2 analyse the structure of a mathematical proof or statement, identifying hypotheses, conclusions, contrapositives, converses, negations; produce valid mathematical proofs using methods such as direct argument, induction, proof by contradiction, counterexample.

3 use counting arguments and ideas from elementary number theory to solve problems with particular reference to topics including prime factorisation, congruence, cryptography, binomial expansions, permutations and cardinality.

4 solve equations and inequalities in a variety of settings including real and complex numbers, polynomial equations, systems of linear equations, lines and planes in 3 dimensional space, and differential equations using techniques from algebra, geometry and calculus.

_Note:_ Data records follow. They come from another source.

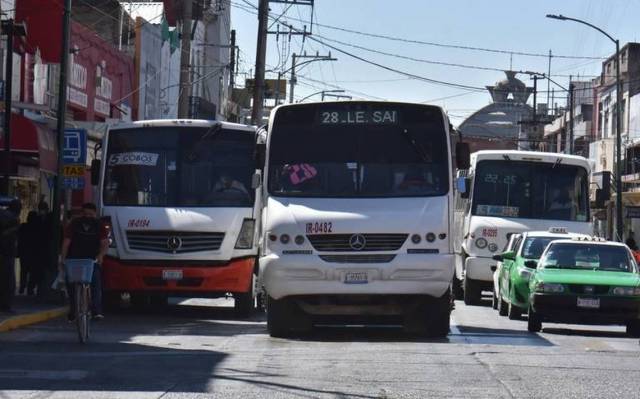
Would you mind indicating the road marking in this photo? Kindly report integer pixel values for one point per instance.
(44, 374)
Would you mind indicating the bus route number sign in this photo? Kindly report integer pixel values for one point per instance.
(358, 117)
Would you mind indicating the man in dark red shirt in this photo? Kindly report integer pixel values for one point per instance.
(85, 237)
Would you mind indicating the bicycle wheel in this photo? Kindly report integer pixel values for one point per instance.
(83, 314)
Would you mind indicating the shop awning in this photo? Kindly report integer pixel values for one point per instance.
(28, 136)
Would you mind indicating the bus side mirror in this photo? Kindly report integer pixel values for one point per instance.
(463, 156)
(462, 185)
(256, 180)
(260, 155)
(95, 172)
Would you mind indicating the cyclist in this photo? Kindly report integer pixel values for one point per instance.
(85, 237)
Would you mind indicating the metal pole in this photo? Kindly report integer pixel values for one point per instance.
(62, 109)
(619, 221)
(261, 55)
(185, 61)
(292, 82)
(8, 27)
(571, 101)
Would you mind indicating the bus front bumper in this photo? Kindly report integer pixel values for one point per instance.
(477, 268)
(406, 274)
(131, 276)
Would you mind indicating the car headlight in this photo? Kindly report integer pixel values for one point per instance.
(524, 273)
(626, 291)
(245, 238)
(550, 288)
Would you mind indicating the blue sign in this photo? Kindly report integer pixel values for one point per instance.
(73, 183)
(75, 147)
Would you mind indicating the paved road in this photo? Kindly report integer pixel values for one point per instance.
(196, 351)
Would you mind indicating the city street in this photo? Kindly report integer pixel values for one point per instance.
(197, 350)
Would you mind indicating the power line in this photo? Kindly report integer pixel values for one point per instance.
(444, 45)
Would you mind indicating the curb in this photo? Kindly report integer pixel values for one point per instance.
(24, 320)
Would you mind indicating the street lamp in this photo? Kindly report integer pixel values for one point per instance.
(321, 92)
(619, 225)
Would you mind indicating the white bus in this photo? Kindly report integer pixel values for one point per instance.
(506, 192)
(182, 201)
(357, 218)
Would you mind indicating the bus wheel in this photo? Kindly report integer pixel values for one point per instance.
(244, 302)
(285, 318)
(472, 292)
(456, 286)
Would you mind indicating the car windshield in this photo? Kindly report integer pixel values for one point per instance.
(534, 190)
(584, 256)
(184, 166)
(534, 246)
(360, 151)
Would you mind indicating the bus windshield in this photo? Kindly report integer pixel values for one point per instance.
(534, 190)
(179, 166)
(358, 150)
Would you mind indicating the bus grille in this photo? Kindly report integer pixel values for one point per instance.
(174, 242)
(342, 242)
(357, 258)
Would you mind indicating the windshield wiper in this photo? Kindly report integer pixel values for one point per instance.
(417, 147)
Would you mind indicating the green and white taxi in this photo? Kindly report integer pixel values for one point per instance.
(585, 282)
(517, 264)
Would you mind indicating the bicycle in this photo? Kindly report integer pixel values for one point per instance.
(79, 272)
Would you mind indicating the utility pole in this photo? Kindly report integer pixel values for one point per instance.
(261, 55)
(185, 60)
(309, 58)
(8, 29)
(62, 110)
(571, 100)
(232, 62)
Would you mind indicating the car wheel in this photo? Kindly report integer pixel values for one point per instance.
(245, 302)
(472, 292)
(502, 306)
(533, 323)
(514, 312)
(633, 328)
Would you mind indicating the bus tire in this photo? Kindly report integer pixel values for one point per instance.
(245, 302)
(472, 292)
(279, 317)
(456, 287)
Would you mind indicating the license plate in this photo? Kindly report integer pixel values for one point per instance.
(172, 274)
(589, 303)
(356, 278)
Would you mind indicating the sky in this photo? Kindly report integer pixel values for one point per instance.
(508, 26)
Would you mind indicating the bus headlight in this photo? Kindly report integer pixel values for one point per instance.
(245, 238)
(626, 291)
(481, 243)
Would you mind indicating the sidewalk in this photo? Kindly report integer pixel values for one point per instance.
(30, 310)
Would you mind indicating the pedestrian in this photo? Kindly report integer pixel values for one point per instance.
(29, 252)
(631, 242)
(9, 225)
(85, 237)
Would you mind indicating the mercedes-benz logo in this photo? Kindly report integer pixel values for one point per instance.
(174, 243)
(357, 242)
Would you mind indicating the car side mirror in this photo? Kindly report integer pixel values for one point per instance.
(463, 156)
(260, 155)
(256, 180)
(95, 172)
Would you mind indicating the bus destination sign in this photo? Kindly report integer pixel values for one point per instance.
(358, 117)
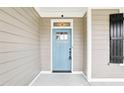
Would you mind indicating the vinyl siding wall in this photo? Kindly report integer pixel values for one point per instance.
(46, 41)
(100, 46)
(19, 46)
(85, 44)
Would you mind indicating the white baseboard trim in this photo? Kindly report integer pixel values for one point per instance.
(34, 79)
(77, 72)
(106, 80)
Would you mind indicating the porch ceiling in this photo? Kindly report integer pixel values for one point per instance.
(58, 11)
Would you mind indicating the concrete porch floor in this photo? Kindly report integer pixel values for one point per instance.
(65, 79)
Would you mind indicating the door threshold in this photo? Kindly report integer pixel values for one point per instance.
(62, 71)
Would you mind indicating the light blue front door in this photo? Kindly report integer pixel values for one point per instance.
(61, 50)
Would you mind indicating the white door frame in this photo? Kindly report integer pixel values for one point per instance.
(69, 27)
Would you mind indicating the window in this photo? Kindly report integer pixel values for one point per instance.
(116, 38)
(61, 36)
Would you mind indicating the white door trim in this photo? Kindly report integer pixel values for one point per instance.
(69, 27)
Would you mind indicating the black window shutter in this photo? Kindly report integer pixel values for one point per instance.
(116, 38)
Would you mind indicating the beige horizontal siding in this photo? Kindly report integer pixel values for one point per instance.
(19, 45)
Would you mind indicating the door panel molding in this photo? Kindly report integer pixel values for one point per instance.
(62, 27)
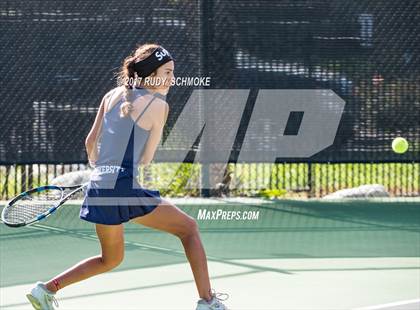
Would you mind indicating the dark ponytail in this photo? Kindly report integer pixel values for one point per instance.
(128, 76)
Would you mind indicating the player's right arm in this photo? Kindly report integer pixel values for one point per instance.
(91, 141)
(161, 112)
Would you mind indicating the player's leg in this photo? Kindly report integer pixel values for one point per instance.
(169, 218)
(111, 238)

5 define and identify groups and subgroups; perform group multiplications particularly in examples coming from permutation groups using cycle notation; compute orders of groups and elements; use Lagrange's theorem.

6 manipulate function limits, and use these to define and compute derivatives and integrals from first principles; relate differentiation and integration via the fundamental theorem of calculus.

7 compute derivatives (for both scalar and vector valued functions) and integrals using standard derivatives of polynomials, exponential, trigonometric, hyperbolic and logarithmic functions; chain, product and quotient rules; implicit differentiation; the fundamental theorem of calculus, substitution; integration by parts and other similar methods.

8 apply techniques from calculus to solve optimisation problems, compute area, arc lengths, tangent directions, volumes.

9 perform matrix and vector operations from both geometric and algebraic viewpoints particularly in the context of 3-dimensional space.

10 model situations using the mathematical tools developed in the course, and relate the mathematical solution back to the original problem.

11 read mathematics independently, extracting essential concepts, definitions, examples, methods and results.

12 present mathematical work in writing, using precise language and notation, providing clear conclusions and reasoning.

13 discuss and solve mathematical problems in small groups.

#### Minimum Requirement for Award of Credits

Students must submit at least 75% by weight of the components (including examinations) of the course's summative assessment.

Students must attend 80% or more of the weekly core skills labs, or pass the core skills component.